2. "Intelligent design" - style cosmologies, where it all has a
purpose but we have free will within that

3. Predestination, in which free will is an illusion

We now see why it is correct to eliminate #1 out of the gate: Wolfe
clearly is _not_ writing in the context of an atheistic or theistic
cosmology. What you are, then, asking, is, in the context of which of
the latter two cosmologies is Wolfe writing in _tBotNS_?

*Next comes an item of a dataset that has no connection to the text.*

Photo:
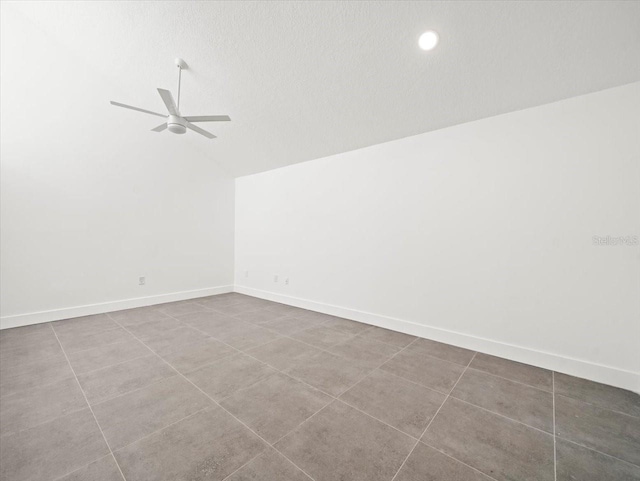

I suspect that #2 would be the answer, with subtle shadings toward #3.
Cosmologically, it means this: we have free will, but the Increate
(i.e., the Christian God) always-already knows from-Eternity what we
will, freely, choose in-Time, and is able to take all our freely
chosen actions into account in the Grand Scheme -- thus providing in a
sense an illusion of predestination, because it all turns out the way
the Increate wants.

> if Severian, the hero of our story, was always meant to become the
> New Sun, then we as readers ought to trust the text as a recount of one
> large piece of choreography, a construct that may or may not be known to the
> narrator.

I agree, within the context I have suggested above.

> the only way to control something is to tie strings to it and
> make it perform as you wish.

Here I disagree. You can control something the way you control a dog,
by understanding what motivates the dog and providing it with the
correct stimuli. It is still free to choose its responses -- but
_being a dog_, it will almost inevitably respond as you want. Given
that the Increate understands our motivations (infinitely) better than
we understand a dog's, the Increate can motivate a given human
perfectly _without violating that human's freedom_.

Thus the "paradox" of free will vs. predestination dissolves.